Romanya’nın siyasi tarihi de oldukça ilginç. Vlad Tepeş dönemindeki kanlı prenslik geçmişi, sonrasında kraliyet ailesi ve ardından gelen, uzun yıllar süren diktatörlük rejimi. Ülkeyi her yanıyla değiştiren Çavuşesku. Vlad Tepeş ve Çavuşesku’yu Romanya’da araştırırken çok tuhaf bir şey de keşfetmiştim. İkisi de tüm yaptıkları zalimliklere rağmen, bir kısım için kahramandı, onlara göre kötü olan Fatih Sultan Mehmet veya Amerika gibi ülkelerdi. Kahraman veya cellat, ne yönden baktığınıza göre değişiyordu. Yalancılar ve Sevgililer romanımda kahramanım Maya şöyle anlatıyordu bunu: “ Tarihte neler olduğu değil, olanları kimin yazdığı önemlidir. Kahramanın cellada, celladın kahramana dönüşmesi an meselesidir. Tarihi yazanların kimden taraf olduğunu asla bilemezsiniz.”

Vlad Tepeş ve ailesi Ejderha Tarikatına üyeydi. Tarikatlar her dönem insanlığın başına dert açmıştır. Bunu görmek için biraz tarih bilmek yeterli aslında. Ejderha Tarikatı ve Çavuşesku bana günümüz Türkiyesi’ne bakarken epey yol gösterici oldu bu anlamda. 2014’te yayınlanan romanımı yeniden okurken aslında bugünleri o vakitler sezdiğimi gördüm. Sanırım yazarlar tarihe bakarken onun nasıl tekerrür edebileceğini de duyumsuyorlar. Çavuşesku diktatörlüğünü ve tarikatların etkisini anlatırken yazdığım şu satırlar bugünlere bir gönderme sanki: “Türkiye güçlü bir ülke, orada yaşadığım sürede fark ettiğim çok net bir şey oldu. O da sizlerin Atatürk’e olan bağlılığınız. Sizi kurtaracak olan budur. Her zaman.”

İşte tüm bunları, Prontotour’un başlattığı Kitap Turları ile Transilvanya’da benimle bu geziye gelen harika insanlara anlatma fırsatım oldu. Bir akşam yemeğinde, romanımdan bölümler okuduktan sonra insan ruhunda kötülüğün mü iyiliğin mi ağır bastığı yönünde yaptığımız tartışma, çocukluğumuz hakkında dertleşmemiz, Vlad Tepeş’i anlama gayretimiz; zihnimde unutulmaz hatıralar arasına girdi. Romanın şu satırları bizi epey düşündürdü: “ Bakmayın iyilikle ilgili söylenmiş onlarca güzel söz olduğuna, kötülük teşvike ihtiyaç duymaz ne de olsa.”

Gezide öyle müthiş insanlarla tanıştım ki. Gece ay ışığı tepemizdeyken, yıldızlara bakıp yaptığımız dostça sohbetler, karanlığın içinde parlayan gülüşlerimiz; hepsini mutlulukla hatırlayacağım. Bir romanın izinde çıktığımız bu yolculuk bizi yine değiştirdi. Belki de insanın gizemi burada saklı; sürekli değişmesinde. Çünkü Maya’nın da romanda söylediği gibi; “Yolculukların sonunda, insan aradığını değilse de kendine ait izleri bulabiliyordu.”
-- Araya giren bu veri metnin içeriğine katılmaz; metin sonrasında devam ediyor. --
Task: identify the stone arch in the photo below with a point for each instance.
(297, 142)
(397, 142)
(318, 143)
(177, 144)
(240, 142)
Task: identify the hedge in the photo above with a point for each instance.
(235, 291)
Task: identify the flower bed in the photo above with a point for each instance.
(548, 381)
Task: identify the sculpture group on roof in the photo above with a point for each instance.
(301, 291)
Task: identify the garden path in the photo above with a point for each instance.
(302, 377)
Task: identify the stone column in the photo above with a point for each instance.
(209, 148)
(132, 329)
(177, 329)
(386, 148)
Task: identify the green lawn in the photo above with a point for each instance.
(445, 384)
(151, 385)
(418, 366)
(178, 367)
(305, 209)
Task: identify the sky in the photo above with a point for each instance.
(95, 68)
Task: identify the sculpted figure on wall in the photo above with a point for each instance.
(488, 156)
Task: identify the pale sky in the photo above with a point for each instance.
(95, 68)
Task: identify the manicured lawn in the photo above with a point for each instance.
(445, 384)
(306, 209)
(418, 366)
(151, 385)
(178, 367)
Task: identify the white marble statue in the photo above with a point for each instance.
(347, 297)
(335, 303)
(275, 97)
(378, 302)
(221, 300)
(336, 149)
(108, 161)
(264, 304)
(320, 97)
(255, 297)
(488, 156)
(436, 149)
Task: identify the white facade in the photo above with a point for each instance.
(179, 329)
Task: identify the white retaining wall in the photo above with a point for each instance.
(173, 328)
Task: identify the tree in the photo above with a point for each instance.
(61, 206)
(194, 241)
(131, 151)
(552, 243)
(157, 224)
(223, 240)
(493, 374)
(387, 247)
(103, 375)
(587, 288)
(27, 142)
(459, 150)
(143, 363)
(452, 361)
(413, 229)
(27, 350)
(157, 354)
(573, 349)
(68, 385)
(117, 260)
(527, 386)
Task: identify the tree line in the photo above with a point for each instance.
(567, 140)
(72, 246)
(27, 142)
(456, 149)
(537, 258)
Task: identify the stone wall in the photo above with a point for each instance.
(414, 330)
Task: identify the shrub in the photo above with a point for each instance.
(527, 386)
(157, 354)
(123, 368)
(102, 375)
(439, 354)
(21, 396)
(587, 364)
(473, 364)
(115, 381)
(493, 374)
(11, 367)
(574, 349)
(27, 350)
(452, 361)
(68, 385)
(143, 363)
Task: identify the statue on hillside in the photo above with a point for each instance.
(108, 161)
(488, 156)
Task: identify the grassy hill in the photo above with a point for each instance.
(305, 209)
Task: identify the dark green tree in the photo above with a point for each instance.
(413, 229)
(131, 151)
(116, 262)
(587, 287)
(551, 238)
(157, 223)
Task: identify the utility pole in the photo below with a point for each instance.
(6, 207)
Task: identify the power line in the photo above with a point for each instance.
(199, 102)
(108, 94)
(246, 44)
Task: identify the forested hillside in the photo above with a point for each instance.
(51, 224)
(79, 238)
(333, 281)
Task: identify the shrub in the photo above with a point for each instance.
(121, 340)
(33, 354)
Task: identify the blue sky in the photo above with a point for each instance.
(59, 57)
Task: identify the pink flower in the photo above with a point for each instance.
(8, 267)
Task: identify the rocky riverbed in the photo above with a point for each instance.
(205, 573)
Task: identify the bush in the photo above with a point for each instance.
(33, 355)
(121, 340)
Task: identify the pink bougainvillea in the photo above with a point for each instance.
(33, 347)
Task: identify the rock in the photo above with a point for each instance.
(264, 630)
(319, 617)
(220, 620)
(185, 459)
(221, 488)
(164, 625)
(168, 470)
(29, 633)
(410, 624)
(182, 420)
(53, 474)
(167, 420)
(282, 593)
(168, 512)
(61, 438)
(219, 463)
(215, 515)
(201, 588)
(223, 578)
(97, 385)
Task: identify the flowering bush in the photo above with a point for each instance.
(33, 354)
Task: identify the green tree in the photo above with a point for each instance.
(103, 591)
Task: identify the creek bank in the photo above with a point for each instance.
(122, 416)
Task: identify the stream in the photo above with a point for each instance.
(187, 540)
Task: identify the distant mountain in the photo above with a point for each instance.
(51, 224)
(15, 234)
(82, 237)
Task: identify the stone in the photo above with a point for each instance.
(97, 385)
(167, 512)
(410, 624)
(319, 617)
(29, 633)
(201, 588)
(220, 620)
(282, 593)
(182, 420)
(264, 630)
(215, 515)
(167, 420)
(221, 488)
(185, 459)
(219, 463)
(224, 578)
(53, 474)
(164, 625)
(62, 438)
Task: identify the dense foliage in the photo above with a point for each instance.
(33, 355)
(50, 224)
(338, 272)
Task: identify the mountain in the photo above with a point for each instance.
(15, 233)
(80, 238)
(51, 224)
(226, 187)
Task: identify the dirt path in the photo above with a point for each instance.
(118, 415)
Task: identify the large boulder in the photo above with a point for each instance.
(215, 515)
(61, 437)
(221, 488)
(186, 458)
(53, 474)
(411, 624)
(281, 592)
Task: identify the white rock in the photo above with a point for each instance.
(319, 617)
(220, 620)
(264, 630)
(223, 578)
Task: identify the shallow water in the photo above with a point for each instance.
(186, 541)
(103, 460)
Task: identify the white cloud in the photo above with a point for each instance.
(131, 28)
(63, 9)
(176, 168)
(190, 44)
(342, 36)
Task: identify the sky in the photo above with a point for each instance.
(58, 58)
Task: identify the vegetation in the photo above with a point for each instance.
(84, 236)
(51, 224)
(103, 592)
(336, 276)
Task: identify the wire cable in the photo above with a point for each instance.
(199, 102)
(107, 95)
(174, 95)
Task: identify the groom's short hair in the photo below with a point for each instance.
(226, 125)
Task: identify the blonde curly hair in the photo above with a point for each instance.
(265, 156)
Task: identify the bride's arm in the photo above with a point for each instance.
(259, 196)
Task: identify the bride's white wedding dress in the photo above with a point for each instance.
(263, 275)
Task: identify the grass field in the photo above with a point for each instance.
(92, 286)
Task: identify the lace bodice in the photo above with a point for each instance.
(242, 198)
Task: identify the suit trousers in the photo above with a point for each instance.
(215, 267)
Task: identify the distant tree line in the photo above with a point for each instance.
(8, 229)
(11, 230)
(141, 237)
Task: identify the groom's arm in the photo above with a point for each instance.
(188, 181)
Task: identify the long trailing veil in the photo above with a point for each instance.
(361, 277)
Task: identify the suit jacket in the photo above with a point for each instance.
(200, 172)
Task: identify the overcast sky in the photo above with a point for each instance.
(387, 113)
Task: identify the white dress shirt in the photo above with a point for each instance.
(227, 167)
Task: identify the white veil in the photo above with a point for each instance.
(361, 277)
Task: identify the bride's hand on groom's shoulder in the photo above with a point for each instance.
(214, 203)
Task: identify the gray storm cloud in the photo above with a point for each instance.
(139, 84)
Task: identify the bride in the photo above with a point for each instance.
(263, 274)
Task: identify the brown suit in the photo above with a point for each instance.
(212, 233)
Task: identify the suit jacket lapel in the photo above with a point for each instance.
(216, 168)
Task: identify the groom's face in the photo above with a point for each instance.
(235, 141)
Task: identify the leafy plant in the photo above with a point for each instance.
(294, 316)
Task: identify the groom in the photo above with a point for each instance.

Yalancılar ve Sevgililer romanım birçok okuru Transilvanya yoluna düşürmüştü bunu biliyordum ama yazarıyla o yola çıkmak sanırım insan ömründe bir kere yaşanacak özel anlardan. Bunu gerçekleştirdiğim için kendimi çok şanslı sayıyorum ve yeniden o yola çıkmak için sabırsızlanıyorum. Yeni turlar ve detaylar Prontotour’un websitesinde mevcut. Gerisi okurlara kalmış. Üstelik Doğan Kitap’tan Ocak ayında çıkacak yeni romanımla ilkbahar sonunda sürpriz bir İngiltere turu da bizi bekliyor. 6 Ekim’de ise Ayşe Kulin’in Sevdalinka romanı eşliğinde Saraybosna gezisi var. Ayşe Kulin, Sevdalinka romanını yazdığı sokakları, etkilendiği olayları ve aşk hikâyesini yerinde anlatacak okurlarına.